Bien sûr, le blason ovale est celui des Dame et renvoie donc à l'oeuf de la fécondité ainsi qu'à ce que certaines Traditions appellent "l'oeuf cosmique" et l'on voit également des gravures d'alchimie où le philosophe par le feu (l'alchimiste) s'apprête à briser la coquille d'un oeuf de son épée, ce qui est la traduction imagée de l'une des opérations principales du Grand Oeuvre. Mais on trouve également des blasons de forme ovale à partir du XVIIème siècle, quelque soit le ************ du porteur d'armoiries. Les Grandes Armes de France sont d'ailleurs, à compter de cette époque, figurées dans un écu ovale. Il était alors considéré comme plus esthétique de dessiner ce type de cartouche aux lieu et place d'un écu d'armes chevaleresque. Donc, il ne faut pas s'attacher à cette forme pour en déduire systématiquement qu'il s'agit du blason porté par une Dame, mais plutôt qu'il s'inscrit dans cette mode héraldique évoquée. Sur les pièces d'argenterie, en particulier, cette forme ovale est très usitée.

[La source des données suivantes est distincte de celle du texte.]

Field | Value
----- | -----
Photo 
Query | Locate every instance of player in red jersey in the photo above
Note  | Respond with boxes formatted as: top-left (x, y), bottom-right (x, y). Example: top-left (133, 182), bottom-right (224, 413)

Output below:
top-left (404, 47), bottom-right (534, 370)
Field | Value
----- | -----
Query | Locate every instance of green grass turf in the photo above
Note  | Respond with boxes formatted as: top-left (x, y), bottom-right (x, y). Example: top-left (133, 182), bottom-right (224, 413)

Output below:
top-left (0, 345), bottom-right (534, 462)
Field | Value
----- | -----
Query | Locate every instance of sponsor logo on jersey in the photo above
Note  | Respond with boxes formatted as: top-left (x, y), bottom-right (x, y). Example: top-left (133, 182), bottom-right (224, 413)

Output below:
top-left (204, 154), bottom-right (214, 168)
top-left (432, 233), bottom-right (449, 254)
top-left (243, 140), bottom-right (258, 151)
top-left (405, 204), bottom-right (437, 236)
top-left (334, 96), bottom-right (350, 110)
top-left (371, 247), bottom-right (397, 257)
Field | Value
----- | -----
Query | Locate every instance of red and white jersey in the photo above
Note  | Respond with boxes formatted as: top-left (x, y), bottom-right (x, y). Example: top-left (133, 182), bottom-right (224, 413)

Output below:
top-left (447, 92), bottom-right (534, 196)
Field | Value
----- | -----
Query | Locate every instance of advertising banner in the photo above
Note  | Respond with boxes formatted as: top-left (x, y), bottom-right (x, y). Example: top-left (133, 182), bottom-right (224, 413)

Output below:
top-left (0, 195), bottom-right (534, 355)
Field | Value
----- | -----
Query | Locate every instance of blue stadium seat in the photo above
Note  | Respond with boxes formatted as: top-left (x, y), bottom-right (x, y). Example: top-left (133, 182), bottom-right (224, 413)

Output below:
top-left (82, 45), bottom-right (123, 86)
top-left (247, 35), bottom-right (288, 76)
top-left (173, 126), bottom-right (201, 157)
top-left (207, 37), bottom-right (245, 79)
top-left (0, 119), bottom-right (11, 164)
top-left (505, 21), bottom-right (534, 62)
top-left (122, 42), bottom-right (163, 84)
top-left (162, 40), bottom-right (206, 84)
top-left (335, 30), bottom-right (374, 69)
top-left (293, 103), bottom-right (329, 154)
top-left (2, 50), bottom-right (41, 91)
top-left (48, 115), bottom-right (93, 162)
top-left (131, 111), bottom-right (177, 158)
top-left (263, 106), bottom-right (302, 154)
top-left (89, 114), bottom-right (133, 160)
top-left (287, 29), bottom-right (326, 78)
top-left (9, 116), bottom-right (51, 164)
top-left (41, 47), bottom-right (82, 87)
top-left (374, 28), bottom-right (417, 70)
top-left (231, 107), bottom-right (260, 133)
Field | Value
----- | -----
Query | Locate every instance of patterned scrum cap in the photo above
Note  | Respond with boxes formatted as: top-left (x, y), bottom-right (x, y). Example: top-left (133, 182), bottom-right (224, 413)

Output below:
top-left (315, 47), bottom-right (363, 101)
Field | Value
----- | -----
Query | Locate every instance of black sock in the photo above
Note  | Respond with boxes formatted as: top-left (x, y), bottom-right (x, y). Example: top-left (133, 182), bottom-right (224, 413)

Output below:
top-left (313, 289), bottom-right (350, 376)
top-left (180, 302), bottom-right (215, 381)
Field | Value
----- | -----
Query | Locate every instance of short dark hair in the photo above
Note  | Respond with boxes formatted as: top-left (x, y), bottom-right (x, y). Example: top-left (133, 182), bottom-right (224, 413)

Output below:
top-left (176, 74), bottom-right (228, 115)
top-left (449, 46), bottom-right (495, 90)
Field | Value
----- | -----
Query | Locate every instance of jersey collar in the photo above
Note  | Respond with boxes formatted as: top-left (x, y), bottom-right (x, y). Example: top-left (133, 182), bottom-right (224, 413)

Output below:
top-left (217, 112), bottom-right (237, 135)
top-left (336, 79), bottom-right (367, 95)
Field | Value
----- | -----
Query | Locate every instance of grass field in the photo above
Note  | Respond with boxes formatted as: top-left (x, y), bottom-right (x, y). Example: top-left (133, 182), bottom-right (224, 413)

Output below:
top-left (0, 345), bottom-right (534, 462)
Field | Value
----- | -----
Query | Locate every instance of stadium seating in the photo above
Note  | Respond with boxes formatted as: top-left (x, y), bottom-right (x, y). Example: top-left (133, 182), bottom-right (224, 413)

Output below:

Le symbole du rectangle dressé et aux flancs incurvés vers l'intérieur (donc concaves) : je n'ai presque rien trouvé à ce propos. En touts cas, à ma connaissance et au regard de mes recherches, le symbole alchimique de l'arsenic ou arsenic jaune ne m'apparaît pas correspondre à ce dessin. Cela m'étonnerait également qu'il se rapporte à un athanor car, héraldiquement, celui-ci est plus immédiatement figuré tout simplement comme un four ; ni qu'il dessine une tour car il ne présente aucune des représentations héraldiques caractéristiques de ce meuble (qui, soit dit en passant, peut aussi signifier à la fois une tour et un four, mais de manière plus discrète).
Cordialement,
Pascal Gambirasio d’Asseux - Janvier 2021 (il a publié plusieurs ouvrages - qui sont aujourd'hui des références reconnues - sur la dimension spirituelle de la chevalerie et de l'héraldique ou science du blason, sur la nature chrétienne de la royauté française et du roi de France ainsi que sur la voie initiatique chrétienne en tant que chemin d'intériorité et de rencontre avec Dieu...)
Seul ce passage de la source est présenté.